Kening Amira berkerut dan dia tidak percaya dengan ucapan Anna. Sahabatnya itu sangat anti membuang uang. Apalagi menyewa apartemen mewah di sekitar kampus.
"Kau yakin?" tanya Amira sambil mengangkat salah satu alisnya. Dia menatap Anna dengan ekspresi menyelidiki. Anna menganggukan kepala sambil tersenyum.
"Aku serius, aku benar-benar serius!" ucap Anna kemudian.
"Okelah!" jawab Amira mengalah. Mereka kemudian masuk ke gedung fakultas.
Dring!
Ponsel Anna bergetar. Dia melirik benda persegi yang bergetar saat ini. Dengan cepat, Anna kemudian mengangkat telepon dari Farid saat ini.
"Kau di mana?" sahut suara itu.
"Aku di kampus, di mana lagi?" gumam Anna kesal.

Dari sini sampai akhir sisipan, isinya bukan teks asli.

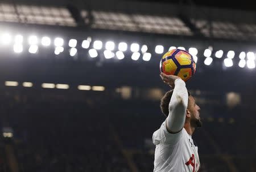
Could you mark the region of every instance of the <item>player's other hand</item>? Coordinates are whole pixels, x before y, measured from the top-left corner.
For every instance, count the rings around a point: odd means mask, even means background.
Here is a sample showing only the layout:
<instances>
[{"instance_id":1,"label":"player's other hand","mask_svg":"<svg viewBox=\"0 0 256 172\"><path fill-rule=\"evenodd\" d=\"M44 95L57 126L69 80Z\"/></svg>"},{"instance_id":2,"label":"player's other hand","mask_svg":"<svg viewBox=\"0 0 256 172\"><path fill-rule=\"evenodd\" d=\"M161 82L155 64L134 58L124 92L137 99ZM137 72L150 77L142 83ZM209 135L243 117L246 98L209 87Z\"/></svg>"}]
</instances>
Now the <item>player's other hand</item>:
<instances>
[{"instance_id":1,"label":"player's other hand","mask_svg":"<svg viewBox=\"0 0 256 172\"><path fill-rule=\"evenodd\" d=\"M174 88L174 81L176 79L180 78L180 77L176 75L167 75L163 72L160 74L160 77L165 84L169 85L172 88Z\"/></svg>"}]
</instances>

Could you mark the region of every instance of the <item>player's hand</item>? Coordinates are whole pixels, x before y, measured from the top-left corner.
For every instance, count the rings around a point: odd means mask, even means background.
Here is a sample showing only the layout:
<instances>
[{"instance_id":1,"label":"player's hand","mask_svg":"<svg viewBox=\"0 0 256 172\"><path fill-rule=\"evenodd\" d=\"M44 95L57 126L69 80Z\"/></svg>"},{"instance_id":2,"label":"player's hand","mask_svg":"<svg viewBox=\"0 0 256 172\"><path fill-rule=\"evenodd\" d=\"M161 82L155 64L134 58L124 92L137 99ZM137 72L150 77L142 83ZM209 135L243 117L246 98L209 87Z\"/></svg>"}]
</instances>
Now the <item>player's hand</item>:
<instances>
[{"instance_id":1,"label":"player's hand","mask_svg":"<svg viewBox=\"0 0 256 172\"><path fill-rule=\"evenodd\" d=\"M169 85L172 88L174 88L174 81L177 79L180 79L180 77L179 77L177 76L167 75L163 72L161 72L161 74L160 74L160 77L161 77L162 80L165 84Z\"/></svg>"}]
</instances>

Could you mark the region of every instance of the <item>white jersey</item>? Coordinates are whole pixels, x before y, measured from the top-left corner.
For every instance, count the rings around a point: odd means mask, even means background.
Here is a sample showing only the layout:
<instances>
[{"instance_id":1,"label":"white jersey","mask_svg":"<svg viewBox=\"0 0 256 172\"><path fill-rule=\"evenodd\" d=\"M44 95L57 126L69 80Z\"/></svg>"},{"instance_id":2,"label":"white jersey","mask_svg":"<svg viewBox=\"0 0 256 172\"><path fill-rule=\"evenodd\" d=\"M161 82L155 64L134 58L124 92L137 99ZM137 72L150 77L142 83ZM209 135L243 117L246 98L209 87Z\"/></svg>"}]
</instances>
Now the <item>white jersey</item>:
<instances>
[{"instance_id":1,"label":"white jersey","mask_svg":"<svg viewBox=\"0 0 256 172\"><path fill-rule=\"evenodd\" d=\"M154 172L199 171L198 148L184 128L177 134L171 134L164 121L153 134L152 139L156 145Z\"/></svg>"}]
</instances>

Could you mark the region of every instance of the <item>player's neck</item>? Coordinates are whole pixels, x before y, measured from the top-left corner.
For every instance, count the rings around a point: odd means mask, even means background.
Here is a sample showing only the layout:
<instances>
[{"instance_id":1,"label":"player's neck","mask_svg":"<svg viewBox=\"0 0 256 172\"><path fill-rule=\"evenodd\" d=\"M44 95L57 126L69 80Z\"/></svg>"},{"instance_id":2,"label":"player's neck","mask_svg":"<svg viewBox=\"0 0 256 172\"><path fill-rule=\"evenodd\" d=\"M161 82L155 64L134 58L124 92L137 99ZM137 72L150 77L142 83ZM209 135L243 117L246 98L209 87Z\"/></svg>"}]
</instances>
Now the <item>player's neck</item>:
<instances>
[{"instance_id":1,"label":"player's neck","mask_svg":"<svg viewBox=\"0 0 256 172\"><path fill-rule=\"evenodd\" d=\"M185 130L186 130L187 132L188 132L188 134L192 136L193 133L195 131L195 127L191 126L191 124L190 124L190 122L185 122L185 124L184 125L184 128L185 128Z\"/></svg>"}]
</instances>

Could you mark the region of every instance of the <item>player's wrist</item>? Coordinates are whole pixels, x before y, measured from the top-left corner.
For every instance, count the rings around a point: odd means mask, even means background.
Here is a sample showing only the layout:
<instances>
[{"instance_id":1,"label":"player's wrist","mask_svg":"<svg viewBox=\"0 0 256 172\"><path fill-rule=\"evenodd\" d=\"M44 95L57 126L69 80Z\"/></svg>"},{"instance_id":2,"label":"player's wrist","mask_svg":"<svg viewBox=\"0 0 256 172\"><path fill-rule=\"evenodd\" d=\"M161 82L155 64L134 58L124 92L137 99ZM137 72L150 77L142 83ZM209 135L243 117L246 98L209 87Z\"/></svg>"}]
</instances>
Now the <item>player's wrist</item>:
<instances>
[{"instance_id":1,"label":"player's wrist","mask_svg":"<svg viewBox=\"0 0 256 172\"><path fill-rule=\"evenodd\" d=\"M175 85L179 84L185 84L185 83L180 78L177 78L174 80Z\"/></svg>"}]
</instances>

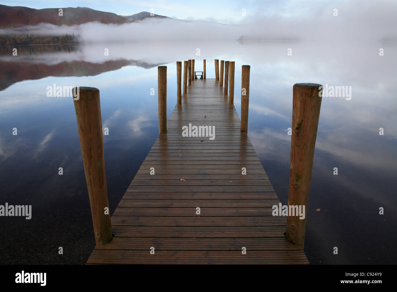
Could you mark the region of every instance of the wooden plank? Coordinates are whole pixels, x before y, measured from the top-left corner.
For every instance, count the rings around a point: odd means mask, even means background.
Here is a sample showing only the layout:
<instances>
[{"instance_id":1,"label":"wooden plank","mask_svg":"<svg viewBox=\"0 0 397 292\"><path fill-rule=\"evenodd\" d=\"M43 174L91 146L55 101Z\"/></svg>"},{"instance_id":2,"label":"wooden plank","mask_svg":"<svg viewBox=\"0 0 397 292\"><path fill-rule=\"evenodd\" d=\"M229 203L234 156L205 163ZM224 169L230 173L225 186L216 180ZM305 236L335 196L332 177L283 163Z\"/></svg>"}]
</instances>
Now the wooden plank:
<instances>
[{"instance_id":1,"label":"wooden plank","mask_svg":"<svg viewBox=\"0 0 397 292\"><path fill-rule=\"evenodd\" d=\"M115 237L87 264L308 263L272 215L279 201L228 102L219 81L188 87L112 217ZM214 126L214 139L183 137L189 124Z\"/></svg>"}]
</instances>

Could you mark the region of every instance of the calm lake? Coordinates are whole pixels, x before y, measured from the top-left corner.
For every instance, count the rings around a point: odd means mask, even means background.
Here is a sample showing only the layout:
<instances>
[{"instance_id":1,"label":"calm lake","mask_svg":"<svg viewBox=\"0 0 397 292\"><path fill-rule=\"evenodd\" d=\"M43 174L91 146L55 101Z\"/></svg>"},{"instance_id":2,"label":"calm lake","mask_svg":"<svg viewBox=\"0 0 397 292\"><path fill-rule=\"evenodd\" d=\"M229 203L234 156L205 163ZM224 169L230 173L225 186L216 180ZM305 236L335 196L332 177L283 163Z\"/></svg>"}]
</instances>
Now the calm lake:
<instances>
[{"instance_id":1,"label":"calm lake","mask_svg":"<svg viewBox=\"0 0 397 292\"><path fill-rule=\"evenodd\" d=\"M0 48L0 205L32 205L32 218L0 218L0 264L84 264L95 245L73 100L48 97L47 87L99 89L112 214L158 134L157 66L168 67L169 116L176 62L188 59L195 71L206 59L208 78L214 59L235 62L239 116L241 66L251 65L248 135L283 205L293 84L351 86L349 97L322 98L304 251L311 264L396 263L395 42L141 42L30 46L16 56L12 48Z\"/></svg>"}]
</instances>

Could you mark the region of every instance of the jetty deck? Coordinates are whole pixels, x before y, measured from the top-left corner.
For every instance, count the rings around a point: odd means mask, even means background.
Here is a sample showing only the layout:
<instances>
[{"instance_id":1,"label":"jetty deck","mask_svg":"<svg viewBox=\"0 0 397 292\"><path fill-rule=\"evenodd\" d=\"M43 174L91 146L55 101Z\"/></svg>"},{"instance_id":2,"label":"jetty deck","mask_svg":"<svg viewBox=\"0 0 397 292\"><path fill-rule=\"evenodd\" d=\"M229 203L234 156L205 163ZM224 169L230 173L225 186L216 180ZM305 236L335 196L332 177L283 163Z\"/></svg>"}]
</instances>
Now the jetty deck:
<instances>
[{"instance_id":1,"label":"jetty deck","mask_svg":"<svg viewBox=\"0 0 397 292\"><path fill-rule=\"evenodd\" d=\"M219 81L195 79L182 99L87 263L309 263L272 215L279 201ZM215 139L182 137L189 124L214 126Z\"/></svg>"}]
</instances>

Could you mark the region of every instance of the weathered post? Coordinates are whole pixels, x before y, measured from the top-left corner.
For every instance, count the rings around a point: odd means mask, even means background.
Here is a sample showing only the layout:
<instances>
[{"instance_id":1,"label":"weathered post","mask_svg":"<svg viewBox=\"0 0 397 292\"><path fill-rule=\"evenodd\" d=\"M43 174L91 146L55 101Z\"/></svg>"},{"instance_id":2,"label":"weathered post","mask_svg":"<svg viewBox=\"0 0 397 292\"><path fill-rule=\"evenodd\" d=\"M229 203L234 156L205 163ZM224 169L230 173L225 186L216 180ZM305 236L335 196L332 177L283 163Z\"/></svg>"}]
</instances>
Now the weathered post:
<instances>
[{"instance_id":1,"label":"weathered post","mask_svg":"<svg viewBox=\"0 0 397 292\"><path fill-rule=\"evenodd\" d=\"M234 102L234 62L229 62L229 104L233 104Z\"/></svg>"},{"instance_id":2,"label":"weathered post","mask_svg":"<svg viewBox=\"0 0 397 292\"><path fill-rule=\"evenodd\" d=\"M167 133L167 66L158 68L158 133Z\"/></svg>"},{"instance_id":3,"label":"weathered post","mask_svg":"<svg viewBox=\"0 0 397 292\"><path fill-rule=\"evenodd\" d=\"M229 85L229 61L225 61L225 84L224 93L227 95L227 87Z\"/></svg>"},{"instance_id":4,"label":"weathered post","mask_svg":"<svg viewBox=\"0 0 397 292\"><path fill-rule=\"evenodd\" d=\"M177 104L182 104L182 90L181 88L182 79L182 62L176 62Z\"/></svg>"},{"instance_id":5,"label":"weathered post","mask_svg":"<svg viewBox=\"0 0 397 292\"><path fill-rule=\"evenodd\" d=\"M289 166L288 205L297 205L303 210L304 217L299 214L287 217L285 238L291 243L302 246L304 242L307 204L313 157L318 125L322 96L322 86L312 83L295 84L293 89L292 135ZM321 87L322 88L322 87ZM296 209L295 209L296 210Z\"/></svg>"},{"instance_id":6,"label":"weathered post","mask_svg":"<svg viewBox=\"0 0 397 292\"><path fill-rule=\"evenodd\" d=\"M249 101L249 71L251 66L241 66L241 127L242 132L248 130L248 103Z\"/></svg>"},{"instance_id":7,"label":"weathered post","mask_svg":"<svg viewBox=\"0 0 397 292\"><path fill-rule=\"evenodd\" d=\"M221 60L221 74L219 77L219 86L222 86L223 85L223 70L224 64L225 61Z\"/></svg>"},{"instance_id":8,"label":"weathered post","mask_svg":"<svg viewBox=\"0 0 397 292\"><path fill-rule=\"evenodd\" d=\"M204 60L203 60L202 63L203 63L202 65L203 65L203 72L202 72L202 75L203 75L202 77L203 78L204 78L204 79L205 79L205 78L206 78L206 74L205 74L205 59L204 59Z\"/></svg>"},{"instance_id":9,"label":"weathered post","mask_svg":"<svg viewBox=\"0 0 397 292\"><path fill-rule=\"evenodd\" d=\"M215 78L219 80L219 60L215 59Z\"/></svg>"},{"instance_id":10,"label":"weathered post","mask_svg":"<svg viewBox=\"0 0 397 292\"><path fill-rule=\"evenodd\" d=\"M192 60L192 80L195 79L195 60Z\"/></svg>"},{"instance_id":11,"label":"weathered post","mask_svg":"<svg viewBox=\"0 0 397 292\"><path fill-rule=\"evenodd\" d=\"M192 60L189 60L187 61L188 72L187 75L189 80L189 85L192 85Z\"/></svg>"},{"instance_id":12,"label":"weathered post","mask_svg":"<svg viewBox=\"0 0 397 292\"><path fill-rule=\"evenodd\" d=\"M183 96L187 93L187 61L183 61Z\"/></svg>"},{"instance_id":13,"label":"weathered post","mask_svg":"<svg viewBox=\"0 0 397 292\"><path fill-rule=\"evenodd\" d=\"M73 92L77 93L77 90L79 98L73 103L94 233L96 245L103 245L112 240L113 236L106 185L99 90L91 87L75 87Z\"/></svg>"}]
</instances>

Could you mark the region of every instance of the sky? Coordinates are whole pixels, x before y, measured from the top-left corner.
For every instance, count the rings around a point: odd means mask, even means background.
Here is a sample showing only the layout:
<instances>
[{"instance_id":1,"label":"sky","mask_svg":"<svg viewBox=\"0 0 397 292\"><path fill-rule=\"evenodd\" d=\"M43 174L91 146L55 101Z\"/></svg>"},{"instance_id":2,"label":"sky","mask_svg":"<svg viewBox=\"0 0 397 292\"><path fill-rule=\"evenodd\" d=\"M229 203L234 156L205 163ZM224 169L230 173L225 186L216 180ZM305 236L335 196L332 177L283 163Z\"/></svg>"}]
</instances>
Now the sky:
<instances>
[{"instance_id":1,"label":"sky","mask_svg":"<svg viewBox=\"0 0 397 292\"><path fill-rule=\"evenodd\" d=\"M386 2L388 1L386 1ZM45 8L85 7L131 15L141 11L188 20L208 20L224 23L237 24L247 18L257 16L299 17L318 12L326 14L334 8L343 7L346 1L339 0L8 0L1 4L24 6L37 9ZM366 0L360 1L365 6ZM245 9L246 15L242 15Z\"/></svg>"},{"instance_id":2,"label":"sky","mask_svg":"<svg viewBox=\"0 0 397 292\"><path fill-rule=\"evenodd\" d=\"M192 21L182 25L174 19L150 19L120 26L90 23L73 27L40 24L29 28L31 33L80 35L86 42L235 40L241 36L254 40L322 39L332 42L397 40L397 0L8 1L11 2L2 4L37 9L87 7L124 15L154 9L156 14L179 19L212 21ZM9 29L0 30L0 33L17 33Z\"/></svg>"}]
</instances>

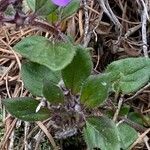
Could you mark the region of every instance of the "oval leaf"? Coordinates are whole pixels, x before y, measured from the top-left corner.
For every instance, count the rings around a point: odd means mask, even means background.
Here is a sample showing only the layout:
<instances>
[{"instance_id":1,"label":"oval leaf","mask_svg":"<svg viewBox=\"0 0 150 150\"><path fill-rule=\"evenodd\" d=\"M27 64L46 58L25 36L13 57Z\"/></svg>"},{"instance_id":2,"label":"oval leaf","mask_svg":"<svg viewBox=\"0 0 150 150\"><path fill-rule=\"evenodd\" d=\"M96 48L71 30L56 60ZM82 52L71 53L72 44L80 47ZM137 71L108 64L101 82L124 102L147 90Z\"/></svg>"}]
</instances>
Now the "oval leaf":
<instances>
[{"instance_id":1,"label":"oval leaf","mask_svg":"<svg viewBox=\"0 0 150 150\"><path fill-rule=\"evenodd\" d=\"M21 74L25 87L36 96L43 96L44 79L57 84L61 76L59 71L54 72L43 65L32 62L22 65Z\"/></svg>"},{"instance_id":2,"label":"oval leaf","mask_svg":"<svg viewBox=\"0 0 150 150\"><path fill-rule=\"evenodd\" d=\"M56 84L48 80L44 82L43 95L46 100L52 104L59 104L64 102L64 95L61 89Z\"/></svg>"},{"instance_id":3,"label":"oval leaf","mask_svg":"<svg viewBox=\"0 0 150 150\"><path fill-rule=\"evenodd\" d=\"M125 123L118 125L119 136L121 139L121 148L129 149L130 145L138 138L137 131Z\"/></svg>"},{"instance_id":4,"label":"oval leaf","mask_svg":"<svg viewBox=\"0 0 150 150\"><path fill-rule=\"evenodd\" d=\"M41 108L36 112L39 102L32 98L4 99L2 104L12 116L24 121L42 121L50 117L50 111L47 108Z\"/></svg>"},{"instance_id":5,"label":"oval leaf","mask_svg":"<svg viewBox=\"0 0 150 150\"><path fill-rule=\"evenodd\" d=\"M120 150L117 127L106 117L89 118L84 128L84 139L89 150Z\"/></svg>"},{"instance_id":6,"label":"oval leaf","mask_svg":"<svg viewBox=\"0 0 150 150\"><path fill-rule=\"evenodd\" d=\"M126 58L112 62L106 69L115 91L136 92L150 80L149 58Z\"/></svg>"},{"instance_id":7,"label":"oval leaf","mask_svg":"<svg viewBox=\"0 0 150 150\"><path fill-rule=\"evenodd\" d=\"M81 103L89 108L98 107L107 99L108 91L107 75L92 75L82 87Z\"/></svg>"},{"instance_id":8,"label":"oval leaf","mask_svg":"<svg viewBox=\"0 0 150 150\"><path fill-rule=\"evenodd\" d=\"M49 15L57 8L50 0L27 0L27 4L40 16Z\"/></svg>"},{"instance_id":9,"label":"oval leaf","mask_svg":"<svg viewBox=\"0 0 150 150\"><path fill-rule=\"evenodd\" d=\"M90 54L83 48L78 48L76 55L65 69L62 70L63 81L73 93L80 92L83 82L91 74L92 61Z\"/></svg>"},{"instance_id":10,"label":"oval leaf","mask_svg":"<svg viewBox=\"0 0 150 150\"><path fill-rule=\"evenodd\" d=\"M26 37L14 49L32 62L51 70L65 68L73 59L76 48L70 42L51 42L42 36Z\"/></svg>"}]
</instances>

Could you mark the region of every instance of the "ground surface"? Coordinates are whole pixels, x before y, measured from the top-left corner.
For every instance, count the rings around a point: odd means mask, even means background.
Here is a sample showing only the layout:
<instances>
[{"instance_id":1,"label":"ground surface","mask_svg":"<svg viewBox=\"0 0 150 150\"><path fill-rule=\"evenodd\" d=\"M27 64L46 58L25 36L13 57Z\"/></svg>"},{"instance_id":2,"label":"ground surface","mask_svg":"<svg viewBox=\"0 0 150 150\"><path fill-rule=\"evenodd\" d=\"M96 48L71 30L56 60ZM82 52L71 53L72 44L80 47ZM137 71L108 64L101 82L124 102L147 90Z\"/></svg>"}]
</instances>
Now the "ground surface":
<instances>
[{"instance_id":1,"label":"ground surface","mask_svg":"<svg viewBox=\"0 0 150 150\"><path fill-rule=\"evenodd\" d=\"M148 0L108 0L108 3L107 0L101 2L100 0L87 0L87 4L81 4L79 11L65 22L62 32L71 34L76 43L92 47L94 71L101 73L114 60L127 57L148 57L150 52L150 29L147 15L150 10L149 3ZM14 52L12 47L26 36L50 37L51 34L35 26L16 29L14 24L1 25L0 99L29 95L20 77L22 58ZM132 98L127 100L130 97ZM112 95L112 99L109 100L110 109L115 109L118 105L112 102L113 98ZM131 107L132 112L140 114L141 118L145 115L150 116L150 88L144 88L136 95L135 93L127 95L125 104ZM15 149L23 149L26 146L23 144L24 140L30 141L29 144L34 143L35 149L38 149L39 145L41 149L49 149L48 140L38 125L18 122L7 114L2 106L0 119L0 139L3 149L11 149L13 145ZM47 122L42 126L50 130ZM142 126L135 123L133 127L141 128L139 132L141 136L147 131L148 138L150 124L145 123ZM35 140L37 134L40 138ZM135 144L134 149L148 149L148 140L143 142L139 139L139 143Z\"/></svg>"}]
</instances>

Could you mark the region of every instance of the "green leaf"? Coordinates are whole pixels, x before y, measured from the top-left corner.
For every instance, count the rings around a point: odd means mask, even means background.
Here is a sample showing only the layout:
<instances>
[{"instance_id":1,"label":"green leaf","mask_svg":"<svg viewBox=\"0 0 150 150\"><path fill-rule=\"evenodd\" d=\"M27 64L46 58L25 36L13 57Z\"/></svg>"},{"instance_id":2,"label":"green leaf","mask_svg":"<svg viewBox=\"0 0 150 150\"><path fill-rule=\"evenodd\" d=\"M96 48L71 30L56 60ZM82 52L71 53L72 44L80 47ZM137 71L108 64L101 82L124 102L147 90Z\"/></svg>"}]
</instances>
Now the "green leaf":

"Kau melihat pakaian dalamku?" tanya Farid asal. Alis Anna menukik tajam. Dia memijit kepalanya yang terasa berat. Bagaimana bisa suaminya bertanya mengenai pakaian dalamnya. Apakah Farid tidak sadar bahwa sejak pagi, Anna sudah menyusun pakaian dalam itu ke lemari.
"Anna!"
"Kau menyimpan pakaian dalamku yah?" sahut Farid lagi.
"Ada di lemari!"
"Seharusnya hal-hal seperti itu kau bisa atasi!" hardik Anna kesal.
"Ya, aku biasa meletakkan di koper namun tiba-tiba menghilang. Siapa lagi yang menyimpannya selain kamu?" omel Farid. Anna menghela napas panjang mendengarkannya. Percuma berdebat dengan Farid. Lelaki itu sangat tidak mau kalah.
"Sudah dulu yah, Farid. Aku sangat sibuk!" ucap Anna lalu seketika mematikan sambungan telepon. Amira yang berada tidak jauh dari Anna mengerutkan kening.
"Farid? Kau menelepon Farid?" gumamnya tidak percaya.
***
"Nah, dia bahkan melipat pakaian dalamku, apakah dia tidak jijik?" gumam Farid sambil mengambil pakaian itu lalu memakainya. Farid tersenyum membayangkan ekspresi Anna yang begitu berani mengambil pakaiannya dan menyusunya dengan rapi di dalam lemari.
"Ya, dia memang rajin!"
"Tapi, sangat cerewet," ucap Farid kemudian.
Lelaki bertubuh tinggi itu merapikan kerah bajunya melalui pantulan cermin. Farid tidak lupa menyisir rambutnya dan memakai beberapa wewangian. Untung saja kamarnya tersusun dengan rapi sejak pagi.
Farid tersenyum bahagia. Jadi, seperti ini memiliki istri. Semuanya tersedia dan bahkan dia sangat beruntung masih bisa sarapan di pagi hari. Biasanya Farid memilih sarapan di kampus dengan menu yang hampir sama tiap pagi.
Dring!
Farid memilih menghubungi Anna lagi. Dia berniat untuk menjemput istrinya itu saat pulang nanti. Tentu saja sebagai ucapan terima kasih karena Anna sudah membuatkannya sarapan enak pagi ini.
"Apa lagi sih Farid?"
"Pakaian dalam lagi?"
"Atau ada apa lagi?" omel Anna kemudian. Dia benar-benar kesal dengan perlakuan suaminya itu saat ini.
"Aku hanya mau tanya, kamu nanti mau aku jemput atau gimana?" gumam Farid kemudian. Anna menghela napas panjang. Deru napas jelas terdengar dari sambungan telepon.
"Kamu sendiri yang mengatakan tidak mau dekat denganku, aku juga tidak mau buat masalah denganmu."
"Aku bisa pulang sendiri!" tegas Anna.
"Ada lagi?" ucap Anna kemudian. Dia benar-benar sibuk pagi ini di kampus dan suaminya it uterus menelepon. Seakan tidak ingin jauh darinya.
"Oke, aku tidak akan menjemputmu. Mau aku pesankan makan siang?" ucap Farid lagi.
"Tidak usah, terima kasih!" ucap Anna ketus. Dia lalu mematikan sambungan telepon tanpa harus menunggu jawaban Farid.
"Cerewet sekali!" gerutu Farid kesal. Dia menggelengkan kepala sambil memasukan benda persegi itu ke dalam tasnya lalu bergegas menuju kampus. Di setiap langkahnya, Farid tersenyum bahagia. Entah perasaan seperti apa yang menyentuh hatinya pagi ini.